Total: no change to PP
Optional modifiers:
- Range (+1/+2): double the power’s listed range for 1 PP, or triple it for 2 PP.
- Selective: (+1): the caster can freely choose which targets within a blast or burst are affected.
Mana
Manabolt, manaball, and manaburst are special in that they connect directly to the target’s aura, so the magical energy flows into the target directly from Astral space.
- Range is line of sight - including optical-only vision modifiers like binoculars or fibre-optic cables. The mage needs LoS to every target in a burst or blast. Targets within the area but out of sight are unaffected. Cover modifiers apply as usual for targets that are partially obscured from the mage’s vantage point.

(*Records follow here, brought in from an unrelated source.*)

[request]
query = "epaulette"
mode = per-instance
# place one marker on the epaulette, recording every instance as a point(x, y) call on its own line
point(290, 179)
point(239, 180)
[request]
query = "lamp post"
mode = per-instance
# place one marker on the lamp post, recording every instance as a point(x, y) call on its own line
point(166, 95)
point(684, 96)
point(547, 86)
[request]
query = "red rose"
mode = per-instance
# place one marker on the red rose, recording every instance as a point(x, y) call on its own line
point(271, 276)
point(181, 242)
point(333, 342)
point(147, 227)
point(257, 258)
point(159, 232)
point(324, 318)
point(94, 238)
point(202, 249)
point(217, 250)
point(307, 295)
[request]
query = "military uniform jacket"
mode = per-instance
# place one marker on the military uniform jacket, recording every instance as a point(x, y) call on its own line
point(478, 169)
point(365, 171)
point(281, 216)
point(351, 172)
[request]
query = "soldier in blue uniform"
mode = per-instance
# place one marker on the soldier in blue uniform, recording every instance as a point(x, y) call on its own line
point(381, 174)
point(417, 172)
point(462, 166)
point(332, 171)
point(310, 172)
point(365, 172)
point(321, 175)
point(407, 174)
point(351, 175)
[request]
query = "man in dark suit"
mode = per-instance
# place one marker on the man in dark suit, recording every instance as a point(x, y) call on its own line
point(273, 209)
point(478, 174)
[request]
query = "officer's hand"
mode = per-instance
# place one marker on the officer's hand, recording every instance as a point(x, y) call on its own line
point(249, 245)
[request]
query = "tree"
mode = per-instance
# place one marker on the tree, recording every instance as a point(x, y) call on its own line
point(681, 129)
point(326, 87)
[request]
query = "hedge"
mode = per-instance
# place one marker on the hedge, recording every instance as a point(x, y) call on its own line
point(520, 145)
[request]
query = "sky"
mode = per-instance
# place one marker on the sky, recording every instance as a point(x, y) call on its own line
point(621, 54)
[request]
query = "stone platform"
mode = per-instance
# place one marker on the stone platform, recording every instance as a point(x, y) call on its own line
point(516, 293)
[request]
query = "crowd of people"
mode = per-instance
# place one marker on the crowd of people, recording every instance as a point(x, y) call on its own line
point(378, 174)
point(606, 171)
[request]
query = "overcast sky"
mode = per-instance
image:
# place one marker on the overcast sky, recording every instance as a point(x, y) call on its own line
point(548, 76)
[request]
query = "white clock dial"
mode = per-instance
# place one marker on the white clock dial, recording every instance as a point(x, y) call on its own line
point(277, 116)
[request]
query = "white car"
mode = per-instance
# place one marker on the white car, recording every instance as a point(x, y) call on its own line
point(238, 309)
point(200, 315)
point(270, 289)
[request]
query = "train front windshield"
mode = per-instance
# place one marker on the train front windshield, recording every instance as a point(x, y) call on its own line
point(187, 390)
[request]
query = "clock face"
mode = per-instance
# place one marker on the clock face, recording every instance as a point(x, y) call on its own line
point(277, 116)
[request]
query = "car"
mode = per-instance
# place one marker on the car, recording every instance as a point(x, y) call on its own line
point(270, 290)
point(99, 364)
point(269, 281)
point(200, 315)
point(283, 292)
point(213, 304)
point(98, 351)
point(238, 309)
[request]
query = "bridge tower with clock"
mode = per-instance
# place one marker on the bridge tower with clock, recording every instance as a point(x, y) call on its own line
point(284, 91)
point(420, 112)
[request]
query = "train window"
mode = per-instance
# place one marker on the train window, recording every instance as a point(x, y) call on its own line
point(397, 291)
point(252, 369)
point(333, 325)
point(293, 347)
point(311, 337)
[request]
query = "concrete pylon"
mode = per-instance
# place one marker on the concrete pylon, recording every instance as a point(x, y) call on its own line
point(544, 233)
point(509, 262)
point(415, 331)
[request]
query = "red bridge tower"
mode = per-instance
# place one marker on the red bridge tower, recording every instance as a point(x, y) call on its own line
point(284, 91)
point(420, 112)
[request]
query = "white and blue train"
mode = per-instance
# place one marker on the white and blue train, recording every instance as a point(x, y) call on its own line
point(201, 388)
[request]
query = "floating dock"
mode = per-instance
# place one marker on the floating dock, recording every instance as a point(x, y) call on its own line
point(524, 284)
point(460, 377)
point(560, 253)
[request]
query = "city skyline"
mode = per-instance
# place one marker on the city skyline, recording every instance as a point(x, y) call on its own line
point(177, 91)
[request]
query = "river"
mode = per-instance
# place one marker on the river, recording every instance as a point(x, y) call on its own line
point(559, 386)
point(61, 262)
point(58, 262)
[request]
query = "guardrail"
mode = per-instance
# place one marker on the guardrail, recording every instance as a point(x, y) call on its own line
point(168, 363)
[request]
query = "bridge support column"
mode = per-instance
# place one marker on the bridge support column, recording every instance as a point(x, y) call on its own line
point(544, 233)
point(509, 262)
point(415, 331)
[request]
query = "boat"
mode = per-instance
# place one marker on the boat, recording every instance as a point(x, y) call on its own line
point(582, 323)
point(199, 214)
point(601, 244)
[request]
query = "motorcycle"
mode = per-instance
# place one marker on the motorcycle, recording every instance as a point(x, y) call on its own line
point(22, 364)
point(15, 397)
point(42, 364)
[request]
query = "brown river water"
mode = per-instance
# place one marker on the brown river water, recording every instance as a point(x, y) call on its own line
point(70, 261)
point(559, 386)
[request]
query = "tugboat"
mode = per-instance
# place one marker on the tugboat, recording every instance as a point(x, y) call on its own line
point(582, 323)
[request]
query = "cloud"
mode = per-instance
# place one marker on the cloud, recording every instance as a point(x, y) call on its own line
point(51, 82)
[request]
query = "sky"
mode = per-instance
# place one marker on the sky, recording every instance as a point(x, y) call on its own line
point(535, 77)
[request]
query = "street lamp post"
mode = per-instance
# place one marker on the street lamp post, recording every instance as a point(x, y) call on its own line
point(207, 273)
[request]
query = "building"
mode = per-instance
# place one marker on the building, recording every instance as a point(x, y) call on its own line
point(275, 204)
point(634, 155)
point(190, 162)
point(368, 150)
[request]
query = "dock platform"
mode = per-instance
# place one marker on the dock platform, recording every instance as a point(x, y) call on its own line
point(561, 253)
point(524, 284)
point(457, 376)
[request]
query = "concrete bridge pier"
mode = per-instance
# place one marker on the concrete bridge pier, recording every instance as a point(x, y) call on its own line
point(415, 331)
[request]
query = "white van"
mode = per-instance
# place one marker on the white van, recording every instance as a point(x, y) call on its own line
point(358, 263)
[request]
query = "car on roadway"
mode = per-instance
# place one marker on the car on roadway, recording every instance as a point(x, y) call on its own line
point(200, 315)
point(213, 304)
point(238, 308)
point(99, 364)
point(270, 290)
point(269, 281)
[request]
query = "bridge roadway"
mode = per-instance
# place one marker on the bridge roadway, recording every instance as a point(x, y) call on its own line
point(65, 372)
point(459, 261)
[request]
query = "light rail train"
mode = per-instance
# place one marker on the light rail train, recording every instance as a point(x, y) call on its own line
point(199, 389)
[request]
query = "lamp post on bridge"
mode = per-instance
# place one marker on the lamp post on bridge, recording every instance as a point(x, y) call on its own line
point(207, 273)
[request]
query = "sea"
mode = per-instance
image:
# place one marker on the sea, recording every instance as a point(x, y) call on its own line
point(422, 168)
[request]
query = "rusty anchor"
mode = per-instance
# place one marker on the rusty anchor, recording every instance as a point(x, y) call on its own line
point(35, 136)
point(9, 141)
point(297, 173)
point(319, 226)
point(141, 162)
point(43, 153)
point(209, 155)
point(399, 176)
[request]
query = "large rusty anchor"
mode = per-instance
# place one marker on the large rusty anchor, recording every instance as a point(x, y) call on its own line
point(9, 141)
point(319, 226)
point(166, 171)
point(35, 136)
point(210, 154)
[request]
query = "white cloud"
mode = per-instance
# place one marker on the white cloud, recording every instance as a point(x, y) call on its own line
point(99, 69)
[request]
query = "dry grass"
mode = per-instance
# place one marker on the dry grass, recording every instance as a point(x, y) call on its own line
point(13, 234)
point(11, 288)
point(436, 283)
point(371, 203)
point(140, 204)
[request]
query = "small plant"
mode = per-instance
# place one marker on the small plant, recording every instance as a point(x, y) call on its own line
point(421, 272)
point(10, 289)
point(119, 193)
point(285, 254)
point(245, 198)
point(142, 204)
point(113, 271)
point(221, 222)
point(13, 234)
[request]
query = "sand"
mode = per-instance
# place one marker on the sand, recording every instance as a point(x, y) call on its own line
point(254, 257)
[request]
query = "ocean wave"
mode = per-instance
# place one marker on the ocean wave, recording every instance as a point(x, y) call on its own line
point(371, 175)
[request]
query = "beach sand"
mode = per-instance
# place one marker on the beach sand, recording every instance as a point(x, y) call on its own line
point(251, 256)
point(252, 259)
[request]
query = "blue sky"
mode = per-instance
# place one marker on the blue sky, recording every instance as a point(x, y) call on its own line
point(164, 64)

- Armour is ignored (+2) - but note that very heavy enclosed armour is bulky enough to envelop and hide the wearer’s aura, totally shielding the target.
- Can only target living beings.
- The only type of combat spell that can be cast on the Astral plane by a projecting or perceiving mage (but only at an Astral or dual-natured target.)
- Damage is reduced by one die type, eg. base 2d4 for bolt.
- Rather than Toughness, damage is rolled against a similar stat, but equal to (2+(Spirit/2)) instead of Vigor.
- Normal Toughness benefits do not apply here. However, the target gets +1 to this “mental toughness” for each cyberlimb they possess. It is difficult to target the auras of heavily cyberwared individuals.
Total: +2 PP
Optional modifiers:
- Selective: (+1): the caster can freely choose which targets within a blast or burst are affected.
Notes on interactions with combat spells, cover, and vehicles
Most of the trappings above – wind, ice, water, fire, acid, power and lightning – take the form of physical energies that the caster manifests at their body and then travel to the target. Cover affects this as usual. If the target is behind transparent cover, such as armoured glass, the power hits the glass; it may or may not penetrate, as per the rules for Cover and Obstructions (see SWADE pg 101.)
Lightning
Lightning spells can penetrate metal conductive barriers if the target is touching them. The target gets no benefit from cover.
If the target is inside a vehicle and the vehicle has insulative armour (see vehicle mods), the energy flows safely around the outside of the vehicle, and the occupants are unharmed. This applies even if the spell was area of effect, ie. burst or blast.
Acid
Acid spells that strike any form of barrier or cover will always damage it, even if they also penetrate and damage a target behind them.
Mana
Mana spells never penetrate barriers, as they travel to the target in Astral space. Cover penalties still apply to the Spellcasting roll, but only because they obscure the target and hide some of its aura.